Cuando llegaron a la oficina del SIT, Lora pidió expresamente tener la reunión solo con Wind, a lo que el rubio aceptó sin dudar. La mujer se mantuvo en alerta constante, aún cuando Venus le había asegurado de antemano que esta vez no grabarían nada.

-Aún no puedo creer que caí en el truco más viejo de la historia- exclamó la mujer, agradeciéndole con la cabeza a Wind cuando le acercó una taza de café- Pero, no entiendo porqué tuvieron que analizar nuestros parámetros vitales cuando eres una especie de telépata invade mentes.

-Es bueno apoyarse en la tecnología, sobre todo cuando contamos con un experto en ingeniería- sonrió.

-Todos en tu equipo son genios. Debes estar orgulloso.

-Lo estoy.

-Bien, dejemos de lado las formalidades ¿qué quieres saber?

-Hace unos meses, parte del equipo científico de Danson se comunicó con nosotros. Nos encomendaron encontrar a una niña- comenzó a decir mientras sacaba abría su portafolio- Esta mañana, la policía me entregó este celular, pertenecía al dr. Beaumont. Cuando lo abrí, vi el protector de pantalla. Esta niña es la misma que nos encomendaron encontrar. ¿Sabes quién es?

-Es Nancy, la nieta de Pierre.

-¿El te contrató para lo mismo? ¿Para encontrarla?

-No, él sabía que estaba con Danson. Es más, él la entregó. Ah… parece que te he sorprendido- dijo, al ver el rostro atónito de Wind- La historia es así: Pierre me contactó para que me infiltre en el sistema del laboratorio central.
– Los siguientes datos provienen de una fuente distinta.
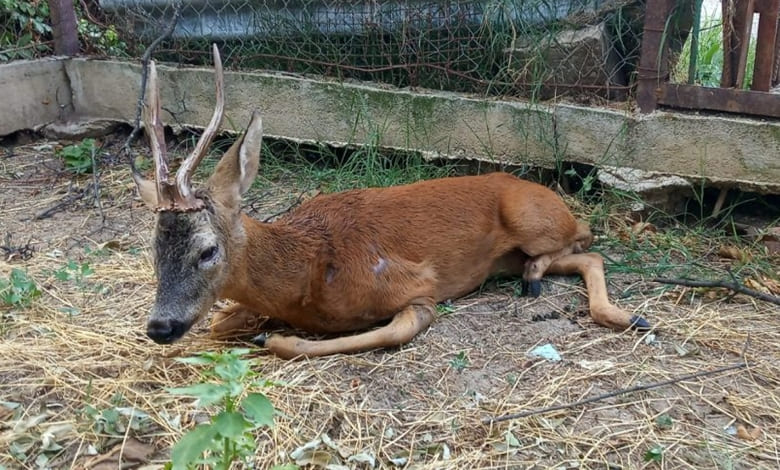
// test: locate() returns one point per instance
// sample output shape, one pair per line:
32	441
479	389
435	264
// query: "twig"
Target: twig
144	77
734	286
623	391
63	203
Al principio, me dijo que ese famoso doctor Danson le había robado información y estaba llevando a cabo un proyecto de investigación a costa de sus ideas. Cuando logré entrar al sistema, me di cuenta de que ese “proyecto de investigación” eran realmente pruebas en humanos, estaban probando una droga experimental para revertir el daño neuronal en enfermedades degenerativas. Pero… había otra cosa. Otra línea de investigación a la que me costó mucho trabajo acceder, porque desconocía el método en el que estaban encriptados los datos. Cuando al fin recuperé la información, vi que estaban trabajando en un modelo experimental para  diseñar humanos con altas capacidades, utilizando el material genético de esa niña.

-Pero, no entiendo como pudo entregar a su propia nieta.

-Es simple. Por dinero, Wind. Pierre se dio cuenta de las habilidades de la niña desde bebé. Al ser su especialidad la neurotecnología, vio en ella un potencial único para desarrollar su trabajo. Pero su laboratorio no tenía la tecnología adecuada ni contaba con el presupuesto, así que en pocos años se quedó sin recursos. Desconozco los detalles de como Danson y él se conocieron, pero sí que Danson le ofreció una suma millonaria para que le cediera a la niña por el término de tres años.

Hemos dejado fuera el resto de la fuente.